Латынь Валандил знал, но совсем чуточку. Был у него в универе такой предмет, «Древние языки и культуры», вот там-то студенты ее и учили — правда, по большей части пословицы да афоризмы и совсем немножко грамматику. Так что составить самостоятельно даже простенькое «не сто́ит благодарности» оказалось для него непосильной задачей.
Помучившись, Валандил все же припомнил вроде бы подходящее изречение. Уверенно произнес начало: «Фе́ци квод потуи́...», потом вдруг сообразил, что слова эти не совсем о том. Не договорив, запнулся. Шепотом обозвал себя остолопом. И, чувствуя, как краснеет от стыда за свою беспомощную латынь, опустил голову.
А через миг услышал радостный возглас:
— Простите, вы... Вы же ведь русский, да? Ой, как же это здорово-то!
По-русски девочка заговорила неожиданно бойко и вполне правильно — не путала ни звуков, ни окончаний. Правда, у нее оказался странный, непривычный акцент: даже быстро тараторя, она умудрялась словно бы напевать фразы, растягивая гласные на концах слов. Но понимать ее эта необычная манера вовсе не мешала и даже не раздражала. Валандил слушал девочку и, удивляясь себе, радовался — тому, что был теперь не одинок в этом знакомом прежде только по книгам и интернету городе, в этих поисках почему-то не ведомой никому из местных могилы...
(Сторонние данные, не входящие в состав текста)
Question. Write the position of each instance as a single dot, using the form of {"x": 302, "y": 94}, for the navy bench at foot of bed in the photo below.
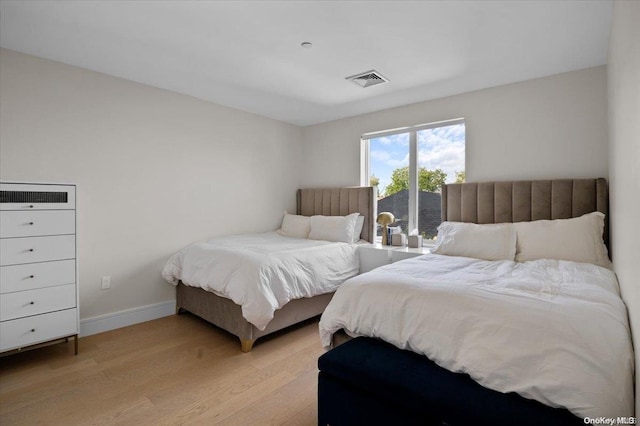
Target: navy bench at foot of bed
{"x": 367, "y": 381}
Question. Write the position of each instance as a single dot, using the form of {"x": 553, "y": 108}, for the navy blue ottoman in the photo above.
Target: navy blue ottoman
{"x": 369, "y": 382}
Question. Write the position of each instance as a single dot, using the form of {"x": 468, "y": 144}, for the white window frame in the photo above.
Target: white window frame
{"x": 365, "y": 163}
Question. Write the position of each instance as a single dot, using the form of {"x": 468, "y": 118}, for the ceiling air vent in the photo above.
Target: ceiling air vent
{"x": 368, "y": 79}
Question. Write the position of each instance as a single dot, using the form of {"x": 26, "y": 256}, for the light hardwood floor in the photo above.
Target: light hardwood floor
{"x": 174, "y": 370}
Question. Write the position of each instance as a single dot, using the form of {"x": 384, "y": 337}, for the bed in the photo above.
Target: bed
{"x": 529, "y": 329}
{"x": 223, "y": 312}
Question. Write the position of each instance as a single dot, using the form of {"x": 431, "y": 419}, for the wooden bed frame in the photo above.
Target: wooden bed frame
{"x": 226, "y": 314}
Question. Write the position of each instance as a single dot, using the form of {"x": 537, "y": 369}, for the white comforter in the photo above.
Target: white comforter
{"x": 263, "y": 272}
{"x": 553, "y": 331}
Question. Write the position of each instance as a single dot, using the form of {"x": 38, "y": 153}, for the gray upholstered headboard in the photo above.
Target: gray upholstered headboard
{"x": 341, "y": 202}
{"x": 525, "y": 200}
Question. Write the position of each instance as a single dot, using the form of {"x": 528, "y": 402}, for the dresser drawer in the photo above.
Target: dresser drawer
{"x": 34, "y": 302}
{"x": 36, "y": 249}
{"x": 27, "y": 331}
{"x": 25, "y": 196}
{"x": 37, "y": 275}
{"x": 37, "y": 223}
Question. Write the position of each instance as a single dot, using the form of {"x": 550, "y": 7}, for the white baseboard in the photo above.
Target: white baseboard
{"x": 107, "y": 322}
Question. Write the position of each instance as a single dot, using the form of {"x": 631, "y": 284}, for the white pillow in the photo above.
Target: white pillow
{"x": 489, "y": 241}
{"x": 578, "y": 239}
{"x": 334, "y": 228}
{"x": 295, "y": 226}
{"x": 357, "y": 230}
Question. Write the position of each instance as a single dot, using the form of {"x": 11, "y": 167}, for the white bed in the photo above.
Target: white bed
{"x": 520, "y": 296}
{"x": 208, "y": 285}
{"x": 263, "y": 272}
{"x": 553, "y": 331}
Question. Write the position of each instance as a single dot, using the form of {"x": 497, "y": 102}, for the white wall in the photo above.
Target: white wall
{"x": 624, "y": 152}
{"x": 553, "y": 127}
{"x": 156, "y": 170}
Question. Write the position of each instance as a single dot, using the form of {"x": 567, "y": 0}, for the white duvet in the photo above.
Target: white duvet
{"x": 263, "y": 272}
{"x": 553, "y": 331}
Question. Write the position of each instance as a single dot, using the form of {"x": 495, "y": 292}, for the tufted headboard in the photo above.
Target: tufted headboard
{"x": 341, "y": 202}
{"x": 525, "y": 200}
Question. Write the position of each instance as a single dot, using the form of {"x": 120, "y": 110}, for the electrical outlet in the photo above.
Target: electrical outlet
{"x": 106, "y": 283}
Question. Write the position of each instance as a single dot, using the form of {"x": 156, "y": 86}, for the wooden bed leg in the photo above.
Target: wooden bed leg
{"x": 247, "y": 345}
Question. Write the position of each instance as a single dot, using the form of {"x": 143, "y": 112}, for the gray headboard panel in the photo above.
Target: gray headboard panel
{"x": 340, "y": 202}
{"x": 525, "y": 200}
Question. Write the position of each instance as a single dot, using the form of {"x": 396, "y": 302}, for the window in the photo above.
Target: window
{"x": 408, "y": 166}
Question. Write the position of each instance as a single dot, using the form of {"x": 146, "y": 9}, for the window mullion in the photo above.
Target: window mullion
{"x": 413, "y": 182}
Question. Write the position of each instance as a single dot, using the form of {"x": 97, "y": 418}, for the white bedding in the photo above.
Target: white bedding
{"x": 553, "y": 331}
{"x": 263, "y": 272}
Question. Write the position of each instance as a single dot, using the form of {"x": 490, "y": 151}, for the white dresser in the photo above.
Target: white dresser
{"x": 38, "y": 274}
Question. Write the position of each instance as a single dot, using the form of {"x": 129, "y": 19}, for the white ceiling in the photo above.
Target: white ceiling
{"x": 247, "y": 54}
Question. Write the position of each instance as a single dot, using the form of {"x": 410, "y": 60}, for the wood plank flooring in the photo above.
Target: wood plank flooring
{"x": 172, "y": 371}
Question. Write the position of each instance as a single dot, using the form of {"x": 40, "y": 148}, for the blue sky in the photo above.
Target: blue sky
{"x": 441, "y": 147}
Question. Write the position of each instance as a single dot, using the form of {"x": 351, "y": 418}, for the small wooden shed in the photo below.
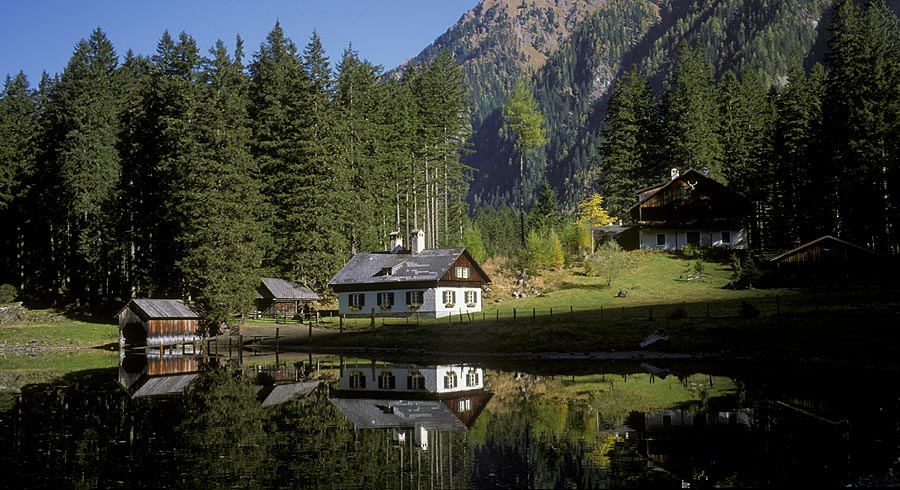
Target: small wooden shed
{"x": 278, "y": 297}
{"x": 829, "y": 261}
{"x": 156, "y": 323}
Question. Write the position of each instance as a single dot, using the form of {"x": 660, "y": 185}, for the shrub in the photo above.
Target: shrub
{"x": 8, "y": 293}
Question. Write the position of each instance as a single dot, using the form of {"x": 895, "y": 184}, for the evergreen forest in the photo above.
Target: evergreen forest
{"x": 191, "y": 173}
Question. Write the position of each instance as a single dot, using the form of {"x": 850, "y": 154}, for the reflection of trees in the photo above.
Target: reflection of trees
{"x": 224, "y": 436}
{"x": 562, "y": 431}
Да, девочка, как оказалась, тоже разыскивала могилу Профессора — и тоже без особого успеха. Пожалуй, ей приходилось даже труднее, чем Валандилу. Он-то хотя бы мог расспрашивать местных жителей. А она не знала английского языка совершенно. И при этом, как ни удивительно, была почти что местной — родом откуда-то из Уэльса, из маленького городка со странным, трудно запоминающимся названием. Девочка действительно оказалась школьницей — правда, училась почему-то на дому. Вообще, родители у нее, похоже, были очень странными: живя в Британии, не научить дочь английскому языку — это было удивительно, невообразимо, непостижимо. Зато русскому, получается, научили! Да еще и назвали ее совершенно по-русски, Таней, — во всяком случае, представилась она именно так. А «диохан вариан» было вовсе не именем: оказалось, Таня пыталась поблагодарить Валандила по-валлийски, а он и не понял!
Расспрашивать Таню о семье Валандил почему-то не решился, хотя вопросы так и вертелись на языке. О себе тоже особо рассказывать не стал: да, собственно говоря, хвастаться ему было и нечем. А для разговора у них, конечно же, нашлись совсем другие темы.